Joe Boyle's Nasty New Splinker. Shane Smith's Has a New Trick
Joe Boyle, Shane Smith, Kodai Senga
Rays Joe Boyle looked fantastic in his 2025 MLB debut (5 IP, 2 R, 2 BB, 7 K). The Rays don’t have him throwing the sweeper or curveball he had last year. He’s only using his short, hard bullet slider. He’s also throwing a new splitter (splinker?) with insane shape. It’s tagged as a sinker, given the 2300+ rpms on the pitch, but it looks like more of a splitter grip to me (see below). It’s 93 mph with 2” vertical break and 16” arm-side movement from his above-average 6’ release. The only splitter this season with less than 3” vertical break on average (a lot of drop), above 90 mph from an average release height is from Yoshinobu Yamamoto. Boyle’s fastball shape has become a bit less cut-carry, adding 2” arm-side movement compared to last year. 🖖
Boyle has also reworked some of his release traits. This is the primary driver of his fastball shape change. His extension and release height are both down, implying a drop in his arm angle. Usually, when extension decreases, we see a pitcher’s release height increase. Boyle’s arm angle was ~48° last year, well above average. We’ll get arm angle data soon for 2025 on him, but I expect it to be more ~40-44° degrees this season. He was still out of the zone a ton (45% in-zone rate), but his strike rate was more below average than abysmal. I’m super encouraged, even if the walk rate remains poor, the Rays had a plan with his rework and executed it. He’s a high-variance arm that is trending up.
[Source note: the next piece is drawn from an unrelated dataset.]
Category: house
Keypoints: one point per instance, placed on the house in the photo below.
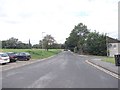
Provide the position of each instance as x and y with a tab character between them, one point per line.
112	46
White Sox Shane Smith has a new sinker. He broke it out today, exclusively versus Alex Bregman the second and third time he faced him. The shape looks good—93.5 mph with ~7.5” vertical break 17” arm-side movement, more arm-side than the average sinker at slightly below average velocity. I’d expect this pitch to be used more on the inner third versus other righties, especially to set up his slider down-away to righties. Smith’s four-seam is still somewhat of a limiter, relying on off-barrel contact in-zone for his overall level of success. He’s been aggressively locating the pitch middle to either handedness. The success of that pitch is where my concern lies from a full-season POV, but if the White Sox get ~1.5 WAR out of his arm over ~130 IP, it was a smash of a Rule 5 pick. 👍
Mets Kodai Senga made his cutter his primary weapon to right-handed hitters. He’s used the pitch 35% through 3 starts compared to just 22% back in 2023, and it’s eclipsed his four-seamer this season. His swinging-strike rate is down versus righties compared to 2023 (15% to 10%, small sample), but he hasn’t allowed a barrel to a righty all season, which I would imagine is the goal over whiffs. Workload is the thing to watch here. Senga made just one start last season and didn’t pitch in the postseason. I’d imagine the Mets want his arm for the 2025 postseason in a starter’s capacity, especially if Holmes converts back to a reliever late in the season. 👻
Was charting Senga’s start and to me he’s almost throwing 3 different slider shapes?? I can’t tell if it’s intentional or just variance like some Japanese pitchers will have.
Against LHBs he was throwing a vertical almost Death Ball Slider and then sprinkling in more of a sweeper shape to them along with the obvious Sweepers to RHBs. The variance is cool and I think he’s around the zone with his breakers just to be competitive with them. It’s also neat that he throws the slower 12-6 curve as a wrinkle too.
The cutter is the main contact suppressor but he has some options now in his arsenal for someone who’s splitter/fork is as nasty as it is.